In der Stasi-Unterlagen-Behörde selbst hieß es nur, „wir begleiten den Prozess mit großem Interesse“. In einem dpa-Gespräch hatte der Leiter der Behörde, Roland Jahn, Ende März gesagt, er sehe die Aufarbeitung der DDR-Vergangenheit auch für die Zukunft als gesichert. „Ich befürchte nicht, dass da etwas verschwindet – ganz im Gegenteil. Veränderung ist eine Chance.

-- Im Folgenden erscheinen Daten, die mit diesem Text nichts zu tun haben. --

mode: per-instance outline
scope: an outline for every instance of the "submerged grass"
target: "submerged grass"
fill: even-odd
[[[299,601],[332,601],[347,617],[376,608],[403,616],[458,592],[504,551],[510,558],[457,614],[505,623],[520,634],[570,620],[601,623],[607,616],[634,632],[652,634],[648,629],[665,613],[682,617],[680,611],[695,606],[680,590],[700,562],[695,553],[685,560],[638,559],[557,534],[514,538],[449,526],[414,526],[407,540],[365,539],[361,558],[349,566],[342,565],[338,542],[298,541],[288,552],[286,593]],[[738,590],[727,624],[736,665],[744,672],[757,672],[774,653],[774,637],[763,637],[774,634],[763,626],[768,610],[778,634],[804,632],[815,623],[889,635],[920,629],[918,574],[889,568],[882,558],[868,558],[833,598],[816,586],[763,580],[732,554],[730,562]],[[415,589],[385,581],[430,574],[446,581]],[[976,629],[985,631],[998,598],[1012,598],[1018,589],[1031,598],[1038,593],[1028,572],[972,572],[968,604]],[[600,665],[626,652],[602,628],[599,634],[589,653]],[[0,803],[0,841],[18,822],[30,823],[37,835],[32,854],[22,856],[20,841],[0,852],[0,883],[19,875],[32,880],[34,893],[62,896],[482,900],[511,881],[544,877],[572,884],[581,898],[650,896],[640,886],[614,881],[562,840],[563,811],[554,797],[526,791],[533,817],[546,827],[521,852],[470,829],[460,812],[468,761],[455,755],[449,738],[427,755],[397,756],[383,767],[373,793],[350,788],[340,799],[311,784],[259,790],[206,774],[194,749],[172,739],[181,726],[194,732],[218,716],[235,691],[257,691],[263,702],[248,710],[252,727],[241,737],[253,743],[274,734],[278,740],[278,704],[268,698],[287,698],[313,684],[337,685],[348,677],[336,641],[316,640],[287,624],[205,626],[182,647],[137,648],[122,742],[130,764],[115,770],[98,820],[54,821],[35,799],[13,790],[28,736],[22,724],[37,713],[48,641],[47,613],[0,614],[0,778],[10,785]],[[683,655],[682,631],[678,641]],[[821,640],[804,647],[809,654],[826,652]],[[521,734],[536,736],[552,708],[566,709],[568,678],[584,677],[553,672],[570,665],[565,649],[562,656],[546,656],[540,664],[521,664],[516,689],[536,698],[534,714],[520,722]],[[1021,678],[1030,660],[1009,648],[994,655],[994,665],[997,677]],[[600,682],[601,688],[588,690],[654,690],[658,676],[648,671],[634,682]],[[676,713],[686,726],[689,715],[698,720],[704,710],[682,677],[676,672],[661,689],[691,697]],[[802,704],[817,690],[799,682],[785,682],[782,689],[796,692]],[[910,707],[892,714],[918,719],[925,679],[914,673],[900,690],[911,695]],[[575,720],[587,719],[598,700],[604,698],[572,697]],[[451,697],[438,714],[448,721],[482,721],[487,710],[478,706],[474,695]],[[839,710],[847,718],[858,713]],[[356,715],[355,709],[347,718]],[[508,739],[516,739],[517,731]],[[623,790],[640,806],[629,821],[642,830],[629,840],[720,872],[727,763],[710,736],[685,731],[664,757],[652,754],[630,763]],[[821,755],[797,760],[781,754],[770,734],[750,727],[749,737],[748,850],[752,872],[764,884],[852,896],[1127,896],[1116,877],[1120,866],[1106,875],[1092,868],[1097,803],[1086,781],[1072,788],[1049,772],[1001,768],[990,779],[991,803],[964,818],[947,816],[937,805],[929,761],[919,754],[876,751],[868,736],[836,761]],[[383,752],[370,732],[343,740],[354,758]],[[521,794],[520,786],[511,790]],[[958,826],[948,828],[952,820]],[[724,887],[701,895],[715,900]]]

Es wird neue Impulse geben“, hatte Jahn betont.

Die Außenstellen der Stasi-Unterlagen-Behörde in den früheren Bezirksstädten Erfurt, Gera und Suhl sollen aus Sicht der Thüringer CDU erhalten bleiben. „Die Verankerung der Außenstelle in ihren regionalen Bezügen ist im Sinne der SED-Opfer und der Bildungsarbeit ein hohes Gut, das wir nicht leichtfertig aufs Spiel setzen dürfen“, sagte der Beauftragte der CDU-Fraktion für die Opfer der SED-Diktatur, Herbert Wirkner, am Montag in Erfurt.

Für Wirkner sprechen die mehr als 510.000 seit 1990 in Thüringen gestellten Anträge zur persönlichen Akteneinsicht eine deutliche Sprache. „Die Auseinandersetzung mit dem eigenen Schicksal ist für viele Ausspionierte, Verfolgte und Drangsalierte nicht allein eine Frage der ganz privaten Aufarbeitung und Bewältigung. Sie ist genauso ein Weg, das unmenschliche Wesen des SED-Unrechtssystems zu begreifen“, sagte der CDU-Landtagsabgeordnete. Er erinnerte daran, dass 2015 in Erfurt 4954 Anträge gestellt worden sind, in Gera 2175 und in Suhl 2988.

Eine wichtige Funktion der Außenstellen besteht nach den Worten des Opfer-Beauftragten auch in der Bildungsarbeit. „Die örtliche Nähe zu Taten, Tätern und Opfern ist eine große Chance, auch die Menschen zu erreichen, die von diesem Unrecht nicht betroffen waren oder durch ihr Alter nicht mehr betroffen sein können.“ Anschaulichkeit könne gerade jungen Menschen helfen, ein Thema zu verstehen, zu dem der zeitliche Abstand immer größer werde. „Wir haben viel zu verlieren, wenn es nun auch noch räumlich auf Distanz geht“, fügte er hinzu.

Der Kommunismus-Opferverband (UOKG) fordert Klarheit über die künftige Rolle des Stasi-Unterlagen-Beauftragten Roland Jahn. „Auch bei sinnvollen Veränderungen ist es erschreckend, wie unsensibel und gleichgültig Teile der Politik mit dem Leiter der Stasi-Unterlagen-Behörde umgehen“, sagte der UOKG-Vorsitzende Dieter Dombrowski. Die mögliche Entlassung von Roland Jahn werde von den Opfern als ein Versuch gewertet, der Aufarbeitung des SED-Unrechts die Spitze zu nehmen. Der dann zuständige „Bundesbeauftragte für die Auseinandersetzung mit der SED-Diktatur und ihren Folgen“ werde der Planung zufolge in seinen Kompetenzen geschwächt. (dpa/epd)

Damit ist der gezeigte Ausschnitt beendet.